Issue with caching data uploaded via the file uploader

Hi Guys! (sorry me again, I’m on a roll with questions today! :stuck_out_tongue:)

I’m trying to upload tabular data from the file uploader.

Despite using the cache decorator @st.cache the way Andfanilo described it here, each I move anything (sliders, multi select etc…, see video below), data seems to be constantly re-uploading, which makes the app completely unsuable with any csv with a size greater than 3MB.

Here’s the Python code I’m using:

@st.cache(allow_output_mutation=True)
def load_data(file):
    df = pd.read_csv(file, encoding='utf-8', nrows=50)
    return df
uploaded_file = st.file_uploader("Choose a CSV file", type="csv", key='file_uploader')

I’m not sure if that’s expected - I’m pretty sure I’m doing something sub optimal here! :slight_smile:

Thanks in advance!

Charly

Hi @Charly_Wargnier,
I am experiencing the same issue. Did you manage to resolve this issue at your end?
Thanks in advance!

1 Like

Hey @mzeidhassan!

Try this:

st.markdown('### **1️⃣ Upload CSV file 👇 **')

@st.cache(allow_output_mutation=True)
def load_data(file):
    df = pd.read_csv(file, encoding='utf-8', nrows=50)
    df.columns = ['url', 'redir']
    return df

uploaded_file = st.file_uploader("", type="csv", key='file_uploader')

if uploaded_file is not None:
    df = load_data(uploaded_file)  

Let me know if that works for you! :slight_smile:

Charly

1 Like

Thanks @Charly_Wargnier for your prompt reply.
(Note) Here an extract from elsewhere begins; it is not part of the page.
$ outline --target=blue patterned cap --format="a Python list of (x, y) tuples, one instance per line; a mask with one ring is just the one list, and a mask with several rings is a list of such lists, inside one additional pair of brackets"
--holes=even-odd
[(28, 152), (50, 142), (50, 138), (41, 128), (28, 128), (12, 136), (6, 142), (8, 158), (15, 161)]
I will give it a try. Thanks a million!

1 Like

Hello!
I am having the exact same issue with my app - it doesn’t seem to cache the uploaded file when I do st.write() - it loads the table every single change, which isn’t feasible.
I tried the code snippet from here as well, but no luck.
Any idea?

Here is my code snippet:

uploaded_file = st.sidebar.file_uploader(
                        label="Upload your CSV or Excel file. (200MB max)",
                         type=['csv', 'xlsx'])

@st.cache
def load_data(filename):
    """Function for loading data"""
    data = pd.read_csv(filename)

    numeric_df = data.select_dtypes(['float','int'])
    numeric_cols = numeric_df.columns

    text_df = data.select_dtypes(['object'])
    text_cols = text_df.columns

    return data, numeric_cols, text_cols

df, numeric_columns, non_numeric_columns = load_data(uploaded_file)
st.write(df)

This triggers a reload every time I change something. If I remove st.write(df), it does seem to cache the data…so not sure about this one.
Any help is appreciated!

I had the same problem that the caching my dataframes wasn’t working with the file_uploader.

It worked when I used @st.experimental_memo instead of @st.cache

1 Like